Music: Beethoven’s Response to a Critic

Ludwig van Beethoven

Beethoven composed a short (15 minutes long) orchestral work called “Wellington’s Victory” or “The Battle of Vitoria” (Op. 91) in 1813. Wellington’s Victory is now often compared to another famous “battle piece”, namely Tchaikovsky’s “1812 Overture”, as both call for the use of a large “percussion battery” including muskets and artillery, and by opposite “sides” of the orchestra playing the national themes of the opposing armies.

Like a lot of Beethoven’s work it has been called a hodgepodge of styles and an “atrocious potboiler”. I of course love it! You can listen to it here (with full muskets and cannons, performed by the Berlin Philharmonic Orchestra conducted by the Herbert Von Karajan,) and judge for yourself.

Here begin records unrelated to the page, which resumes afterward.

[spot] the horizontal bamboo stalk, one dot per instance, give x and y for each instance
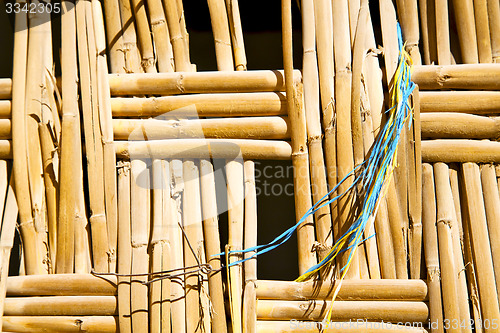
(191, 83)
(268, 326)
(91, 324)
(399, 311)
(5, 88)
(61, 285)
(380, 289)
(469, 76)
(449, 151)
(262, 128)
(201, 105)
(459, 126)
(201, 148)
(460, 101)
(60, 306)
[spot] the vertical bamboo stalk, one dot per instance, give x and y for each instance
(222, 35)
(313, 123)
(124, 247)
(130, 50)
(139, 200)
(302, 191)
(494, 20)
(431, 248)
(345, 160)
(212, 245)
(193, 241)
(176, 38)
(114, 35)
(492, 207)
(250, 266)
(103, 119)
(235, 195)
(144, 36)
(94, 173)
(161, 37)
(324, 40)
(464, 16)
(69, 141)
(483, 31)
(178, 304)
(233, 12)
(480, 242)
(9, 220)
(447, 216)
(444, 225)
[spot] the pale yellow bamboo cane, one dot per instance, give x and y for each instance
(480, 242)
(464, 16)
(114, 36)
(483, 31)
(212, 244)
(494, 20)
(222, 35)
(446, 215)
(161, 37)
(250, 240)
(69, 142)
(91, 324)
(130, 50)
(178, 306)
(140, 186)
(235, 195)
(319, 185)
(492, 207)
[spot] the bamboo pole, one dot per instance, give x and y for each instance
(204, 148)
(222, 35)
(105, 123)
(342, 310)
(352, 290)
(345, 161)
(202, 105)
(92, 142)
(91, 324)
(250, 240)
(430, 237)
(494, 20)
(20, 169)
(192, 83)
(480, 242)
(483, 31)
(124, 247)
(492, 210)
(262, 128)
(459, 125)
(468, 77)
(233, 13)
(449, 151)
(177, 39)
(140, 186)
(442, 33)
(69, 143)
(212, 244)
(477, 102)
(324, 40)
(114, 36)
(130, 50)
(446, 215)
(464, 15)
(9, 219)
(235, 204)
(323, 223)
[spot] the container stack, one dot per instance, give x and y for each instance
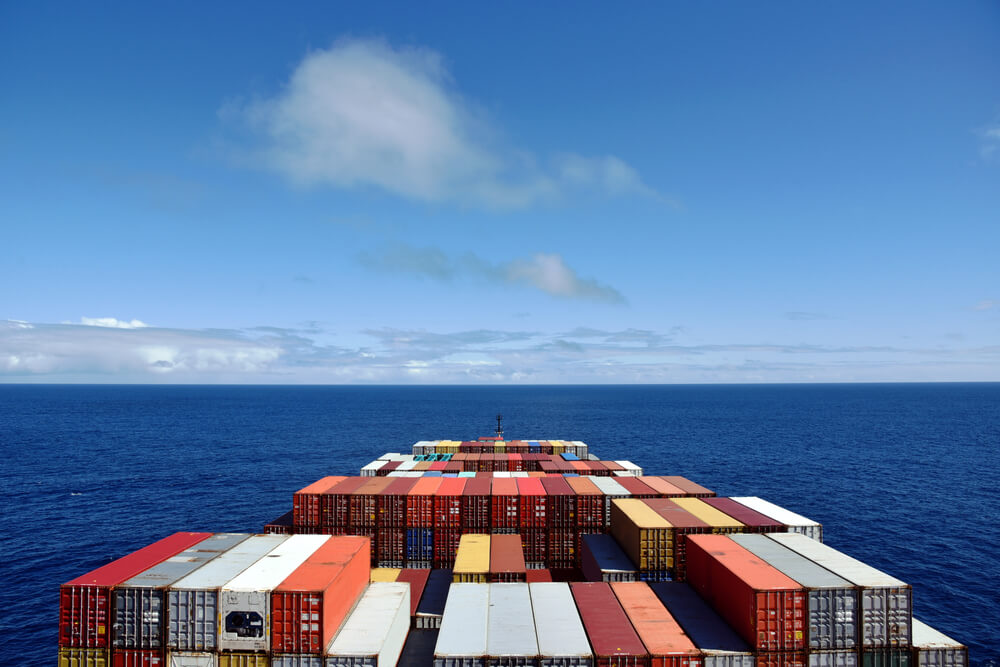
(491, 552)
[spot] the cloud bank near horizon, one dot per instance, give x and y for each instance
(41, 352)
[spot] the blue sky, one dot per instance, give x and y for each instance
(463, 193)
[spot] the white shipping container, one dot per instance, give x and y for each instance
(886, 602)
(462, 638)
(510, 633)
(932, 648)
(245, 601)
(374, 634)
(796, 522)
(562, 641)
(193, 602)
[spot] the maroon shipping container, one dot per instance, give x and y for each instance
(364, 502)
(504, 505)
(392, 502)
(446, 546)
(138, 658)
(448, 503)
(752, 519)
(321, 592)
(337, 502)
(476, 504)
(764, 606)
(420, 502)
(561, 502)
(689, 487)
(684, 523)
(611, 634)
(506, 558)
(532, 502)
(307, 503)
(84, 602)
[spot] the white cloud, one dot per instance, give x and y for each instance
(362, 113)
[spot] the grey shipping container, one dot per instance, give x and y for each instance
(886, 602)
(932, 648)
(193, 602)
(462, 640)
(138, 603)
(719, 643)
(833, 601)
(562, 641)
(510, 630)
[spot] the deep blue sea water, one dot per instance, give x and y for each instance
(903, 477)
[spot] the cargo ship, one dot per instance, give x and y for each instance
(501, 552)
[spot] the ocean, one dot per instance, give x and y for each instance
(903, 476)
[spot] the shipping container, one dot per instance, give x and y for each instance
(602, 559)
(719, 644)
(932, 648)
(245, 600)
(310, 605)
(83, 657)
(767, 608)
(665, 641)
(510, 633)
(689, 487)
(462, 639)
(506, 559)
(643, 534)
(432, 602)
(795, 523)
(376, 629)
(611, 635)
(832, 612)
(886, 602)
(472, 562)
(754, 521)
(85, 602)
(307, 503)
(193, 602)
(139, 603)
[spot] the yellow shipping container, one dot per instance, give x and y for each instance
(234, 659)
(472, 561)
(644, 535)
(719, 521)
(384, 574)
(83, 657)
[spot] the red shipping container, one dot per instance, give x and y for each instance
(392, 502)
(309, 606)
(665, 641)
(417, 578)
(589, 504)
(561, 502)
(532, 502)
(138, 658)
(684, 523)
(448, 503)
(307, 503)
(476, 504)
(764, 606)
(84, 602)
(420, 502)
(689, 487)
(504, 505)
(611, 634)
(337, 502)
(752, 519)
(446, 546)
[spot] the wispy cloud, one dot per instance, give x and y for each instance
(365, 114)
(547, 272)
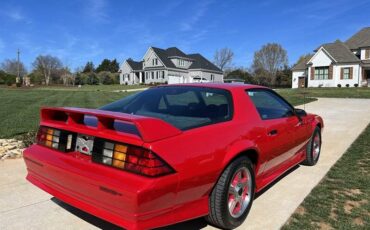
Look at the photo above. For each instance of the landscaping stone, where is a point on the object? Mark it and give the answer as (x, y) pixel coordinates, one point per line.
(11, 148)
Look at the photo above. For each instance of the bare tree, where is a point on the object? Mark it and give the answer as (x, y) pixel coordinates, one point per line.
(223, 57)
(11, 67)
(269, 59)
(47, 65)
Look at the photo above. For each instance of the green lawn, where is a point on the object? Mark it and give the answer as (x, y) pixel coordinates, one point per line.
(19, 111)
(361, 92)
(342, 199)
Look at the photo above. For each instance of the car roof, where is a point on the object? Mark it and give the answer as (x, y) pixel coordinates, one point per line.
(228, 86)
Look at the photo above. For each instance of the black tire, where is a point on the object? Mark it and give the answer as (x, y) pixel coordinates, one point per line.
(219, 214)
(311, 158)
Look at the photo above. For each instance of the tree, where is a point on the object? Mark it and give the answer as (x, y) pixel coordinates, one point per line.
(47, 65)
(89, 67)
(269, 59)
(284, 77)
(10, 66)
(304, 57)
(6, 78)
(223, 57)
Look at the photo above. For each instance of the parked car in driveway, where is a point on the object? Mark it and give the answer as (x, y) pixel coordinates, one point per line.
(172, 153)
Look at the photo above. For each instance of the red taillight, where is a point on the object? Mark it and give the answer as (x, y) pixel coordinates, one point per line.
(129, 158)
(54, 138)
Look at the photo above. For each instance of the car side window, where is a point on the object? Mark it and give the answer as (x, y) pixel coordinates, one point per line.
(269, 105)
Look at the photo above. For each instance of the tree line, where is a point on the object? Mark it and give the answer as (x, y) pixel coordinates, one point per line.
(269, 66)
(48, 69)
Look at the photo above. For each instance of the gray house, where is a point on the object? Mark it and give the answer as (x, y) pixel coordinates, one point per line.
(336, 64)
(169, 66)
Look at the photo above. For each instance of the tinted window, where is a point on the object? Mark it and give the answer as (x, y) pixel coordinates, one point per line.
(269, 105)
(182, 106)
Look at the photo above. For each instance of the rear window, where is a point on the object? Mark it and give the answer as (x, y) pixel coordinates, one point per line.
(183, 107)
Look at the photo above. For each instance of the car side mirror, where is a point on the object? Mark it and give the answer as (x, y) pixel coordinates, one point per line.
(300, 112)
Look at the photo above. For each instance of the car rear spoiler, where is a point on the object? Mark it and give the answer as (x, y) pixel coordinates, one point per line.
(149, 129)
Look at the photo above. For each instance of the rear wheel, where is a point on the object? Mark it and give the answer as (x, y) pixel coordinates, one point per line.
(232, 197)
(313, 148)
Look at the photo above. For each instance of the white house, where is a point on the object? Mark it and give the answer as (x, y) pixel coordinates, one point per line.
(169, 66)
(337, 64)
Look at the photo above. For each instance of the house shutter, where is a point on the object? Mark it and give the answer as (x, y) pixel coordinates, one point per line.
(367, 53)
(330, 72)
(312, 73)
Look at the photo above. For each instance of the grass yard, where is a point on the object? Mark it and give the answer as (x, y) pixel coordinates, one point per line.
(342, 198)
(361, 92)
(19, 111)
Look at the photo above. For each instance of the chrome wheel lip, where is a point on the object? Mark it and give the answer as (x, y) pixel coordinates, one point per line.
(316, 147)
(240, 192)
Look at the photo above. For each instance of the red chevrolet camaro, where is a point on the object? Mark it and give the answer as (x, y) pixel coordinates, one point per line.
(172, 153)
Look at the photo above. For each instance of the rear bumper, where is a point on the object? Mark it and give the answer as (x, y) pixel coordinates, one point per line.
(125, 199)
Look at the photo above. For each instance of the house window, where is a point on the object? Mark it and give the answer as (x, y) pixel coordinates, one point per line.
(346, 73)
(321, 73)
(181, 62)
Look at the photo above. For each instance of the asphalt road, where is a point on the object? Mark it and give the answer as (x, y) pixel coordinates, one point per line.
(23, 206)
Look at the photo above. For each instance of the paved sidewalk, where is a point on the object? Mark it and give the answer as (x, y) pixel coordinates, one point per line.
(23, 206)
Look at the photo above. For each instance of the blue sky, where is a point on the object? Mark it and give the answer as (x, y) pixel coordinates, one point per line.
(78, 31)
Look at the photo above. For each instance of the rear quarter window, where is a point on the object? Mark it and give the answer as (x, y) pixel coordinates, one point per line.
(184, 107)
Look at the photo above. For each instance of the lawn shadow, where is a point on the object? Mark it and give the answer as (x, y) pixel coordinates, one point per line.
(276, 181)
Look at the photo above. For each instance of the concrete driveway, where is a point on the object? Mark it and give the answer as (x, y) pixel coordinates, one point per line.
(23, 206)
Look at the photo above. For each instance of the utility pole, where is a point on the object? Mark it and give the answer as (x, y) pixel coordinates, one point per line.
(18, 74)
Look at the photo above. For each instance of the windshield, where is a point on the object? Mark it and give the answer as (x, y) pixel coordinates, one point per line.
(182, 106)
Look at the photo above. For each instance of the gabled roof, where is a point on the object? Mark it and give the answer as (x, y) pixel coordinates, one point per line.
(360, 39)
(135, 65)
(163, 55)
(340, 52)
(302, 64)
(201, 62)
(175, 52)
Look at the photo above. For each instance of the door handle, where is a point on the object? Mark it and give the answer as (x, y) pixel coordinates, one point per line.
(272, 132)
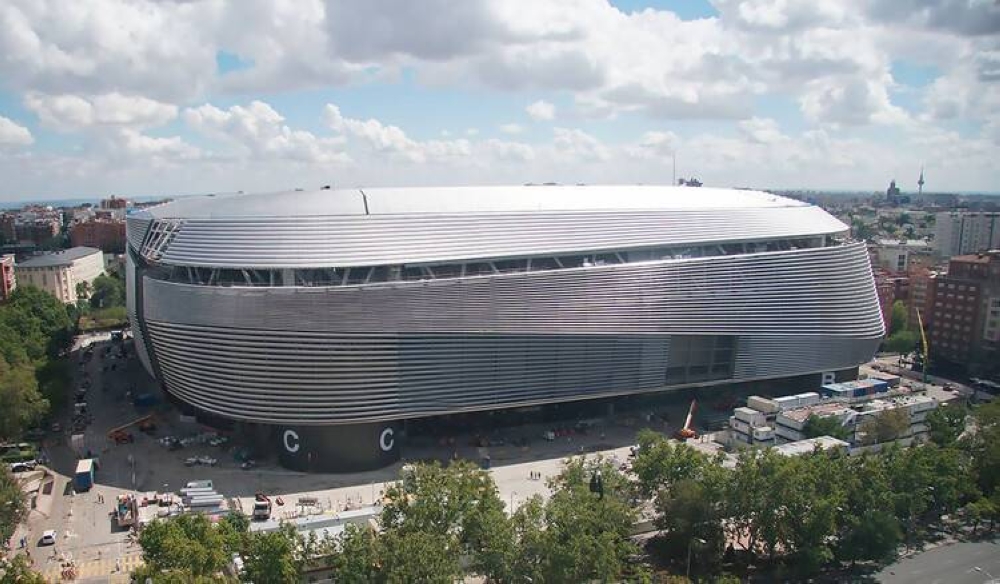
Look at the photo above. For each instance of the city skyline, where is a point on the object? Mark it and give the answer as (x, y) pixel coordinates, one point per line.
(162, 98)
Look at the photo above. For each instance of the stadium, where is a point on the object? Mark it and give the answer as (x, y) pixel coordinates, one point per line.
(324, 319)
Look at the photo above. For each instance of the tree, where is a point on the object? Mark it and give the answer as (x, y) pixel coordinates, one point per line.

The reason I bring it up is that I happened to discover a response by Beethoven to similar criticism to this piece that he was receiving in his day. Beethoven knew it was just a bit of “popular” music, originally written for a friend’s ‘mechanical orchestra’, a contraption that was able to play many of the military band instruments of the day. But like any proud father he defended it by saying:

“Was ich scheisse ist besser als du je gedacht!”

or

“What I shit is better than anything you could ever think up!”
Ludwig van Beethoven (German Composer & Pianist 1770-1827)

Burn! He was truly a musical and conversational genius!